In proceedings of the 2006 International Conference on Security & Managment (SAM'06) I have found this paper: Remodeling and Simulation of Intrusion Detection Evaluation Dataset
In the paper, the authors describe how they simulate network traffic (both innocent and malicious traffic) for testing intrusion detection systems.

They want to improve on the MIT LL dataset that is widely thought to have major drawbacks. The drawbacks make it less useful for testing intrusion detection systems.

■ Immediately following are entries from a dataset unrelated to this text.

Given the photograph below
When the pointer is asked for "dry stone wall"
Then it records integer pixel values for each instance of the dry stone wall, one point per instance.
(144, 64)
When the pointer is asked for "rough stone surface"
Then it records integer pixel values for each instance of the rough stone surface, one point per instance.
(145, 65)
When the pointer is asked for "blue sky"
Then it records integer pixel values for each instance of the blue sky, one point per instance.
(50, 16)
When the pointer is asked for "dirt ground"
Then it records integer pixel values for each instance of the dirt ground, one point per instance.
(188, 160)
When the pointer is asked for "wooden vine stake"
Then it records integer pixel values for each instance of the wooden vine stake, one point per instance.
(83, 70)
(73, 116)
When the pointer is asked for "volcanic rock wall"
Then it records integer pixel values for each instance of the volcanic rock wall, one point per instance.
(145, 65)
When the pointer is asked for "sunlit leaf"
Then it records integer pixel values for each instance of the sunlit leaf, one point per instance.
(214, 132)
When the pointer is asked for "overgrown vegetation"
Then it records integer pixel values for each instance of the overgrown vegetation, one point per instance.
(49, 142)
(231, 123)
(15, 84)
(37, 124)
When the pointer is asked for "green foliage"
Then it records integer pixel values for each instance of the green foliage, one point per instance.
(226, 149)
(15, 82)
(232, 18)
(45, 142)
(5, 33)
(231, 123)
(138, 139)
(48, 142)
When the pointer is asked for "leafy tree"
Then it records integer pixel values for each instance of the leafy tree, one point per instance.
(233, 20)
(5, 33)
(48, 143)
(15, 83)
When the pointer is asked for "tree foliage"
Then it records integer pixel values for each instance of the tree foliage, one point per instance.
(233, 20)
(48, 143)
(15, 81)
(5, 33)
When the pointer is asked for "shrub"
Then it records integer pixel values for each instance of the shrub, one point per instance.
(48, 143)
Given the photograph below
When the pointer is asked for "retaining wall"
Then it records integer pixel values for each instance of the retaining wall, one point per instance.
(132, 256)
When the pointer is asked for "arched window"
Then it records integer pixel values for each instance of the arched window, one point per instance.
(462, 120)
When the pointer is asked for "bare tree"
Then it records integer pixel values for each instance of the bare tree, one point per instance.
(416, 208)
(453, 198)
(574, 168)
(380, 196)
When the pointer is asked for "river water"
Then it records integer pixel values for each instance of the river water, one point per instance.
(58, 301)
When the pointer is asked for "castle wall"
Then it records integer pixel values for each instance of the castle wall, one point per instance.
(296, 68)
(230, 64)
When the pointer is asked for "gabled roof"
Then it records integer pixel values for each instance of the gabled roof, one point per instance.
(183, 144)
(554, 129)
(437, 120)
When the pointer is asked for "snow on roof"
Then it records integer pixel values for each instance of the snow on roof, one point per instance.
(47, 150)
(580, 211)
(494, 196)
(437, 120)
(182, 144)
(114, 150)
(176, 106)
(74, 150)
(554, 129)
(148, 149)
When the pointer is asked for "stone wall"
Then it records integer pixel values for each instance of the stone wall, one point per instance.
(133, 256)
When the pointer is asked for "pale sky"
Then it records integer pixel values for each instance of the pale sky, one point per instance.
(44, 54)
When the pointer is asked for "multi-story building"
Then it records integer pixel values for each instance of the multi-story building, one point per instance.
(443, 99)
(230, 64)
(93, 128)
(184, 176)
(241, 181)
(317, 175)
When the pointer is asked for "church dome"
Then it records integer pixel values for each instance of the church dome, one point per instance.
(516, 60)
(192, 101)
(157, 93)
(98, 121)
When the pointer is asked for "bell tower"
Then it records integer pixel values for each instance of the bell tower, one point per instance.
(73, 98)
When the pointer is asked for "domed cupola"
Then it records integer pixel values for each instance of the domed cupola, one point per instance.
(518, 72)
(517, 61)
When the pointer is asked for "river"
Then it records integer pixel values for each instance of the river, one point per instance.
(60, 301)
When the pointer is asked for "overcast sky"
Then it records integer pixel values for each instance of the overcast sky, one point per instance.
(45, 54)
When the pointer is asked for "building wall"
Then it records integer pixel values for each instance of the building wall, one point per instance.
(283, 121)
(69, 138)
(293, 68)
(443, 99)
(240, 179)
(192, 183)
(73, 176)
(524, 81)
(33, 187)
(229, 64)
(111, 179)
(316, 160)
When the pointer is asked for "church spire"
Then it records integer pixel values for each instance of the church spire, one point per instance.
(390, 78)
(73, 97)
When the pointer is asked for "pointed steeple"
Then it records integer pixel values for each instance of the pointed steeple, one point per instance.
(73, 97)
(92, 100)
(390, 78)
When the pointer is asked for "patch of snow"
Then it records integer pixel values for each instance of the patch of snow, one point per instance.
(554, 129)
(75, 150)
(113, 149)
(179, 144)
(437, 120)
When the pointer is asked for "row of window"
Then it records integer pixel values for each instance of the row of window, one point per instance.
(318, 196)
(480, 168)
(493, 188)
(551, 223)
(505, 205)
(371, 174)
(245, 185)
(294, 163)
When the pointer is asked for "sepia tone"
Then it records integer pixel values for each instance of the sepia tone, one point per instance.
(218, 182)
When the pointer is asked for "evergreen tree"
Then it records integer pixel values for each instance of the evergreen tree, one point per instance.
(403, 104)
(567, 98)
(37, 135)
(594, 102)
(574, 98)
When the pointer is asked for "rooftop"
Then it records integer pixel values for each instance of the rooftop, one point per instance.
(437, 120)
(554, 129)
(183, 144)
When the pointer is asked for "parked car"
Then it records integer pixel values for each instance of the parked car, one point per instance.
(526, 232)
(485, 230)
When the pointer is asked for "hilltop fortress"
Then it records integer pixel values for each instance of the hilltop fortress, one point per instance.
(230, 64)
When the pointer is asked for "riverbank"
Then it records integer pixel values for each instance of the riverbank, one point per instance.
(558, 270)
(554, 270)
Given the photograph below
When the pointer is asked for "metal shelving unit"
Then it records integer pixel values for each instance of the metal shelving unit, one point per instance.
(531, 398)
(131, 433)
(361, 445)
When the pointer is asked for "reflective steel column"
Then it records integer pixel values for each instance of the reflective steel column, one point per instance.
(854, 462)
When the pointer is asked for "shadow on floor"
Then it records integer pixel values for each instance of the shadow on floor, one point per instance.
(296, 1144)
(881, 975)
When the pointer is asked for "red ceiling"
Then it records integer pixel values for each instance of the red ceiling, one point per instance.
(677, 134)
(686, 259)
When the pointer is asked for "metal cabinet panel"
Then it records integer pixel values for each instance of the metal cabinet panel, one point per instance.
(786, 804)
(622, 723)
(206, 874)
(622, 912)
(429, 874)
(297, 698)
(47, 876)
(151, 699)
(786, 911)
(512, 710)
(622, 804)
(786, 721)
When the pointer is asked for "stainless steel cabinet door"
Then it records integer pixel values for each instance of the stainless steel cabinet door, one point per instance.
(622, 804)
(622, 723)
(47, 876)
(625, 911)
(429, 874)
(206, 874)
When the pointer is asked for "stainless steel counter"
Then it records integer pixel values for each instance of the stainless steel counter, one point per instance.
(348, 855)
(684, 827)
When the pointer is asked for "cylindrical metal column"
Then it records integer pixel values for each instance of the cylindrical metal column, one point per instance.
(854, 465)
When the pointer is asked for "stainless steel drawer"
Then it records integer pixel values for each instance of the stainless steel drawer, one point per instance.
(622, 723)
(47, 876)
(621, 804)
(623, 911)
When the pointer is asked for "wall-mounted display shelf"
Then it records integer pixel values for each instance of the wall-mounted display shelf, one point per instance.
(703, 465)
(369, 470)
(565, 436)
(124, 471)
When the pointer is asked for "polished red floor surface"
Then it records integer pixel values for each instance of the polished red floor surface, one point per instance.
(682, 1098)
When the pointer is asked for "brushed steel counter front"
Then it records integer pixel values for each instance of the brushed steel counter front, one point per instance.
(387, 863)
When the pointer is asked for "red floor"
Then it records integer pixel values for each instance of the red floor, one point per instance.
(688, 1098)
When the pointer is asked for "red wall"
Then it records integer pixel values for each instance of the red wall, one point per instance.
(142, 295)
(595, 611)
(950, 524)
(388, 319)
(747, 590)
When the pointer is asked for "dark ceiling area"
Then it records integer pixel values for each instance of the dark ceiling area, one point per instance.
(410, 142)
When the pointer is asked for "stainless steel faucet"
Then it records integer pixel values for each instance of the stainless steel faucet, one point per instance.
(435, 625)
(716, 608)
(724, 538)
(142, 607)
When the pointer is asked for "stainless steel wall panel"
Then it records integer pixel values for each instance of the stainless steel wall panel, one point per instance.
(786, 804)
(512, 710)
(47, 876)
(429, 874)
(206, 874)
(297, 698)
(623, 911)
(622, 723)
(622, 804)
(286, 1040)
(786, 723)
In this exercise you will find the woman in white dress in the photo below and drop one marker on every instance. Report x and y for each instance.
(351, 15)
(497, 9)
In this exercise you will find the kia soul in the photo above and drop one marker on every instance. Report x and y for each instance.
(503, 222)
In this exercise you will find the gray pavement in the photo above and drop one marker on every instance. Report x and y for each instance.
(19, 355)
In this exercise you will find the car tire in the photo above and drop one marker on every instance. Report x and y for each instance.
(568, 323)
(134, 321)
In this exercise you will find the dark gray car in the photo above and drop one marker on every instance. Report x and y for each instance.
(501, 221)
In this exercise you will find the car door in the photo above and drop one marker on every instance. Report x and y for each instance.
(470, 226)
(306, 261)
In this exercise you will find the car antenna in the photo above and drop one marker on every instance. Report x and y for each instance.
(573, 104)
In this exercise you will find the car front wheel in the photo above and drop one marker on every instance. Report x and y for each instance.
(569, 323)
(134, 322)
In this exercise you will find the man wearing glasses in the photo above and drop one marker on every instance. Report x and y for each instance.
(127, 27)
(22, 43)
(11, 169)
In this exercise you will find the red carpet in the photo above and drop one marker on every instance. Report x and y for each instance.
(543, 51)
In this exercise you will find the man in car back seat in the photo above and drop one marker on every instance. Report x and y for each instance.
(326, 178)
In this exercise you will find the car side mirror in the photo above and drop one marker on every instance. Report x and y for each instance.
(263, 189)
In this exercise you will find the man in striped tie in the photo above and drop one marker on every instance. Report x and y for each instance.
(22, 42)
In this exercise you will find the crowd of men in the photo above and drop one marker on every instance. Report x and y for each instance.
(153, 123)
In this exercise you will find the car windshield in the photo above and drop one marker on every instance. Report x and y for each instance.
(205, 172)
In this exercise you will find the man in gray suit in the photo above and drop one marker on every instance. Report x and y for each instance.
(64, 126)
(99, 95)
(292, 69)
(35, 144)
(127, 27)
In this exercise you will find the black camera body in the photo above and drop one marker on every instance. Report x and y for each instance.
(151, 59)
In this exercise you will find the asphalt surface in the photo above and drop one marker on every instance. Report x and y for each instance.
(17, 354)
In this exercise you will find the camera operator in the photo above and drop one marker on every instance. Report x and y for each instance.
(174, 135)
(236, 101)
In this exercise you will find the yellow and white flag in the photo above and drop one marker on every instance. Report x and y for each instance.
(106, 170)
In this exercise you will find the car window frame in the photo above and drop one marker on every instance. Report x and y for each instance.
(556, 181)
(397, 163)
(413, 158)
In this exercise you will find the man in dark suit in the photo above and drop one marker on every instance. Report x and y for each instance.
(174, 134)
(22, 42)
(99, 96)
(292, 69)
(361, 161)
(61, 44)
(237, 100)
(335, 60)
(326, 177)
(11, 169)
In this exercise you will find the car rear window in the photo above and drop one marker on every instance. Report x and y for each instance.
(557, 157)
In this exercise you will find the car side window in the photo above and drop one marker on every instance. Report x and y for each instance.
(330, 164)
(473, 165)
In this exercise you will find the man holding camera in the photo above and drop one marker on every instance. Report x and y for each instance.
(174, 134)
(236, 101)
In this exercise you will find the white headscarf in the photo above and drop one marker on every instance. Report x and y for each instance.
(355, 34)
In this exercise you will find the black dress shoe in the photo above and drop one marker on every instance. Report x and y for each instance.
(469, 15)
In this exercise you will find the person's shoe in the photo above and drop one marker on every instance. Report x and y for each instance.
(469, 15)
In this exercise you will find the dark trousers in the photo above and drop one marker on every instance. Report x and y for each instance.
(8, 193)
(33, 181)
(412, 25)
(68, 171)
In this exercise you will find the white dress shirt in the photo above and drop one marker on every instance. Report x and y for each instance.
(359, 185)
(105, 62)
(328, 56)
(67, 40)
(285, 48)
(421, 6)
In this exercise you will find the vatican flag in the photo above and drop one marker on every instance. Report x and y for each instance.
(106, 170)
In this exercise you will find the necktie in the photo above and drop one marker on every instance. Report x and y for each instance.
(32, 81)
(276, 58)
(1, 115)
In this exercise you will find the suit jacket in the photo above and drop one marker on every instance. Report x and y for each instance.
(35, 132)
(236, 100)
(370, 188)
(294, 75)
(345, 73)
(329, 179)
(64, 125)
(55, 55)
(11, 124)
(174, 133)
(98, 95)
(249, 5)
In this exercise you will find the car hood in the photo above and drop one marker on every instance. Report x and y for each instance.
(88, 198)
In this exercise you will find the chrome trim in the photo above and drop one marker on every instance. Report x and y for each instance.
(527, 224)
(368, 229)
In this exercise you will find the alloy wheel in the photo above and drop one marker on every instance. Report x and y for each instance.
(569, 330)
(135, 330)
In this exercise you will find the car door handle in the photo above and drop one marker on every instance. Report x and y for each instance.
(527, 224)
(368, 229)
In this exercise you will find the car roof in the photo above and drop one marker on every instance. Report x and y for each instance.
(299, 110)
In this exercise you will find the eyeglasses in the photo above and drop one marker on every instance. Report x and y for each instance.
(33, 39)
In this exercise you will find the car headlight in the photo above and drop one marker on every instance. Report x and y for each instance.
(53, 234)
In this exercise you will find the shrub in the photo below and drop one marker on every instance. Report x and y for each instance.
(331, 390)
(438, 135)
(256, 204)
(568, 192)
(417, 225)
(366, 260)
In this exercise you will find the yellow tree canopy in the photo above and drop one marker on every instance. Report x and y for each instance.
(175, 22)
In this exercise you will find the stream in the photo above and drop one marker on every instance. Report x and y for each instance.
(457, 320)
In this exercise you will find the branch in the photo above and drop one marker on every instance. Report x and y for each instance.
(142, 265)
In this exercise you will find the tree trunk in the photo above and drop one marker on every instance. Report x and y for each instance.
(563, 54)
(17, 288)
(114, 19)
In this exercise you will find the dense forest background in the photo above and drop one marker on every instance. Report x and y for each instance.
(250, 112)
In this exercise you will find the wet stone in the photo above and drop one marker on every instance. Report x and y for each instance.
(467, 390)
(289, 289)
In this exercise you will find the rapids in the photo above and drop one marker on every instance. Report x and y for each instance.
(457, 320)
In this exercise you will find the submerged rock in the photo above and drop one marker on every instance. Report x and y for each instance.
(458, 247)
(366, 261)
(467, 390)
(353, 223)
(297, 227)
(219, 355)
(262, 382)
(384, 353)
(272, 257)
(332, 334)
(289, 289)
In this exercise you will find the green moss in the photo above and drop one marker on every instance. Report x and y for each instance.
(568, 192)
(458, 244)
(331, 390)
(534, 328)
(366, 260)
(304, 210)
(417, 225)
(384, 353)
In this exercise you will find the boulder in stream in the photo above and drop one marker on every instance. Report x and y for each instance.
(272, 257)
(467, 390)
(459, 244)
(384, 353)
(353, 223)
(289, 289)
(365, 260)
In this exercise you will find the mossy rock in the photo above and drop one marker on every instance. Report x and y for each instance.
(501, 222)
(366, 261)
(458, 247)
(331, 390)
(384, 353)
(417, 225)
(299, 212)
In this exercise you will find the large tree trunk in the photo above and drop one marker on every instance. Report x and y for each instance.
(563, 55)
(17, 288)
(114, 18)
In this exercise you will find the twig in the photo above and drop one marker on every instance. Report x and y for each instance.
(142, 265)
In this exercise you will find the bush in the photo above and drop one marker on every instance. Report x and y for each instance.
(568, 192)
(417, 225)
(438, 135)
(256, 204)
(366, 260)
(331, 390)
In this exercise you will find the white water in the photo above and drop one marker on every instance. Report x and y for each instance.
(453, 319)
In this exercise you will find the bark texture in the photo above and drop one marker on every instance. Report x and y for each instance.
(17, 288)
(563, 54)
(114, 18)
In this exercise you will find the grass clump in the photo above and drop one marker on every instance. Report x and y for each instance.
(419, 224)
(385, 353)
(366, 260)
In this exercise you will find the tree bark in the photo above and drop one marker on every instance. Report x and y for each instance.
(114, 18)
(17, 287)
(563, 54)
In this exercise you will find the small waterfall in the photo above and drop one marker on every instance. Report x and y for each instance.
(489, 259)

The paper's main contribution is to create personalized simulations of users' web browsing behavior while MIT's dataset had only rough distribution of the overall behavior. They model real users' behavior as probabilistic transition diagrams for sessions of browsing that are complemented with daily connection distributions, daily connection cumulative densities and session length distributions. Then browsing traffic is generated from the collection user models either with a one to one mapping from a user model to a simulated user or by generating more simulated users than there are user models

Email traffic is simulated using a public corpus of emails while the MIT dataset used a combination of filtered real emails and automatically generated emails. The emails are clustered into four classes but it is not clear what the classes are used for. It is neither clear if the class in the cluster relates to the classes created from the source and destination addresses mentioned earlier. As well, it is not quite clear how the emails are used in the simulation.

Then they claim to have a larger set of attacks than in the MIT datset, such as DDoS, probes, WWW attacks, RPC, etc.

Finally they show that their simulated web browser behavior more resembles their reference network than the MIT dataset simulation that lacks certain characteristics.

Comment: I would like to be able to use the generated traffic as basis for my research - too bad there is no link to a public data set.